Influence of tumour burden on trastuzumab pharmacokinetics in HER2 positive non‐metastatic breast cancer

Aims Trastuzumab, an antibody binding to epidermal growth factor receptor‐2 (HER2), has been approved to treat HER2‐positive breast cancer in different settings. This study aimed at evaluating the influence of tumour size on trastuzumab pharmacokinetics (PK) in non‐metastatic breast cancer patients treated with short term pre‐operative trastuzumab. Methods Trastuzumab PK data were obtained from a multicentre, randomized and comparative study.
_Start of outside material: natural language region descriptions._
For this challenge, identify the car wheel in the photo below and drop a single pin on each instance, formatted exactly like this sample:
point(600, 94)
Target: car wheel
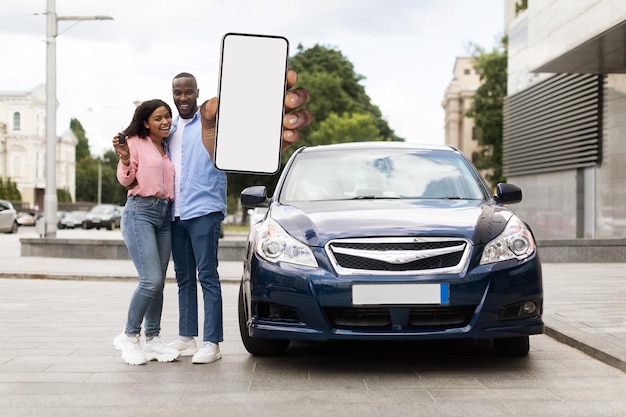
point(512, 346)
point(254, 345)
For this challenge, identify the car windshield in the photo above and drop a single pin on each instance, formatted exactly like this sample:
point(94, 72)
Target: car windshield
point(380, 174)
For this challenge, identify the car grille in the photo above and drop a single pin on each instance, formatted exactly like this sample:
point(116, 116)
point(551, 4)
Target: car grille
point(398, 256)
point(416, 318)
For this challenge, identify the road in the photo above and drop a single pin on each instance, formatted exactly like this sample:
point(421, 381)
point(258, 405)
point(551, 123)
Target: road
point(57, 360)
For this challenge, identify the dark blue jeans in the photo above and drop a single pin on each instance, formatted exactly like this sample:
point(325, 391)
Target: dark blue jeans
point(194, 249)
point(146, 230)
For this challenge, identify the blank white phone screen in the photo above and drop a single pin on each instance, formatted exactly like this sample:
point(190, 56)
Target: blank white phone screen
point(252, 83)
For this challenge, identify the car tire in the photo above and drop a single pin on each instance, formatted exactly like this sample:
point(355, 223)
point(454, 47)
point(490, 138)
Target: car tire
point(254, 345)
point(512, 346)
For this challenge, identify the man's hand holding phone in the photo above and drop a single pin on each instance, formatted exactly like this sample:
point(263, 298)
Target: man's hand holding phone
point(254, 77)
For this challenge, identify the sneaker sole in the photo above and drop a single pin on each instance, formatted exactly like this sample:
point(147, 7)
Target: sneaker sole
point(133, 362)
point(163, 357)
point(206, 359)
point(188, 352)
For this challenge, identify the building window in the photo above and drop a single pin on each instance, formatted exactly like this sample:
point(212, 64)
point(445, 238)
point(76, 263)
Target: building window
point(17, 118)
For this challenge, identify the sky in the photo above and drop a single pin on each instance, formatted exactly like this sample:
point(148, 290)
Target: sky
point(404, 49)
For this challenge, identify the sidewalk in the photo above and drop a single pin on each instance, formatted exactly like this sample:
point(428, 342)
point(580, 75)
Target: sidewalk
point(584, 304)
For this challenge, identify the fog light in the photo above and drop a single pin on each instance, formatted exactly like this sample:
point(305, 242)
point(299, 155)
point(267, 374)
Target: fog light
point(529, 307)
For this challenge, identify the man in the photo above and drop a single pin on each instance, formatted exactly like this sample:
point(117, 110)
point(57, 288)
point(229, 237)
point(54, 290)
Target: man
point(200, 207)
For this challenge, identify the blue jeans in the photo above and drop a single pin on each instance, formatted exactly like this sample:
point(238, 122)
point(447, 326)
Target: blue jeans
point(194, 248)
point(148, 235)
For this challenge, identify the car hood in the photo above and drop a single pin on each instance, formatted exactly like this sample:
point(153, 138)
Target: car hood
point(315, 223)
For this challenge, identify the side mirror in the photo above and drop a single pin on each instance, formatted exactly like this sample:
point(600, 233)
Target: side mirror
point(508, 193)
point(255, 196)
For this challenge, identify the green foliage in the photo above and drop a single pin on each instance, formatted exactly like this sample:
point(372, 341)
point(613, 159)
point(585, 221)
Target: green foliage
point(335, 88)
point(9, 191)
point(342, 111)
point(354, 127)
point(487, 109)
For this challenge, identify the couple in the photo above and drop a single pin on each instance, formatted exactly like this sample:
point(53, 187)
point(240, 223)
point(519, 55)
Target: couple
point(176, 202)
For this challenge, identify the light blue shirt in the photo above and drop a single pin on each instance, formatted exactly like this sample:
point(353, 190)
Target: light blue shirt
point(202, 186)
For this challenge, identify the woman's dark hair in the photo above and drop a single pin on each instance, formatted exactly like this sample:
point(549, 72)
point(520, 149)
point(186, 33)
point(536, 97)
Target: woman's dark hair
point(142, 114)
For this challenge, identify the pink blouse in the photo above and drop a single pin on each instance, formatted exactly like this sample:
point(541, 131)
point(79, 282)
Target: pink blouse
point(153, 172)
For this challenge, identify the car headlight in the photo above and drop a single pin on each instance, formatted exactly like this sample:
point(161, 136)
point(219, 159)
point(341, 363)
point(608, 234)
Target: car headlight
point(515, 242)
point(275, 245)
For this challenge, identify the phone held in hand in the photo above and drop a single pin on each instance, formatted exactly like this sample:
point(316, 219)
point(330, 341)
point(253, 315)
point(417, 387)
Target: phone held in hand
point(251, 97)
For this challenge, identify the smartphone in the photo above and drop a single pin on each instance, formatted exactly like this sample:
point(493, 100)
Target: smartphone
point(251, 97)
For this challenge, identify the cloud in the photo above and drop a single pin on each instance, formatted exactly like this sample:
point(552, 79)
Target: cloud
point(404, 49)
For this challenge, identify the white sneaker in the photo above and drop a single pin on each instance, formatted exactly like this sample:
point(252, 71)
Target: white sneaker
point(131, 349)
point(186, 348)
point(155, 349)
point(209, 352)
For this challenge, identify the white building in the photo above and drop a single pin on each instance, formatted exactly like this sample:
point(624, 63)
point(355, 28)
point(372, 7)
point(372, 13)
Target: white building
point(23, 147)
point(458, 99)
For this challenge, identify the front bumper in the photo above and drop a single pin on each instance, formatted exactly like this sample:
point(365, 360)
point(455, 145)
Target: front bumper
point(291, 302)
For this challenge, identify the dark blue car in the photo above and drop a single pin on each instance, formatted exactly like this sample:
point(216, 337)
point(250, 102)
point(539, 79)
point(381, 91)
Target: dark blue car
point(388, 241)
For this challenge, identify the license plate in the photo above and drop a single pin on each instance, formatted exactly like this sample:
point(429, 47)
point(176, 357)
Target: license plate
point(378, 294)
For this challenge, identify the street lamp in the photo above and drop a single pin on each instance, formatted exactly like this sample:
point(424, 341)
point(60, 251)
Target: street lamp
point(50, 196)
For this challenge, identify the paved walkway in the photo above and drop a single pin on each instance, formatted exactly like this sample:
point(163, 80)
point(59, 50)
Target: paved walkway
point(584, 307)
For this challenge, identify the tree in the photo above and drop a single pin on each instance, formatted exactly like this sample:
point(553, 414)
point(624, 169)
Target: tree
point(342, 111)
point(487, 109)
point(82, 148)
point(336, 88)
point(9, 190)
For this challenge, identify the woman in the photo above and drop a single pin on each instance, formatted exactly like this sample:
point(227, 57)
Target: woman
point(145, 169)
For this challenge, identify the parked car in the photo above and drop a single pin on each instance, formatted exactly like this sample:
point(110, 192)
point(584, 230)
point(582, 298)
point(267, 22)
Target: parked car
point(8, 217)
point(388, 241)
point(106, 216)
point(72, 219)
point(255, 215)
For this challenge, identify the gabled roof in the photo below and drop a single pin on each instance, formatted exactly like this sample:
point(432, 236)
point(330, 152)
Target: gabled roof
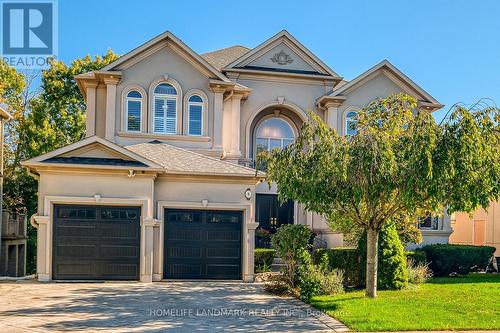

This antibody was administered pre‐operatively to patients with localized HER2‐positive breast cancer as a single 4 mg kg −1 loading dose followed by 5 weekly 2 mg kg −1 doses. Trastuzumab concentrations were measured repeatedly using an ELISA technique. Tumour size was evaluated at baseline using breast echography. Trastuzumab pharmacokinetics were studied using a population approach and a two compartment model. The influence of tumour burden on trastuzumab pharmacokinetics was quantified as a covariate. Results A total of 784 trastuzumab concentrations were available from the 79 eligible patients. Estimated parameters (interindiviual standard deviation) were central volume of distribution =2.1 l (23%), peripheral volume of distribution =1.3 l (38%), intercompartment clearance =0.36 l day −1 , with an elimination half‐life of 11.8 days. Typical clearance was 0.22 l day −1 (19%) and its value was increased with tumour size. In patients with the highest tumour size, trastuzumab clearance was 50% [18%–92%] higher than in patients with the lowest tumour size. Conclusions In non‐metastatic breast cancer patients, trastuzumab clearance increases with tumour size. The elimination half‐life of trastuzumab was shorter in the present population of patients than in metastatic breast cancer patients previously studied.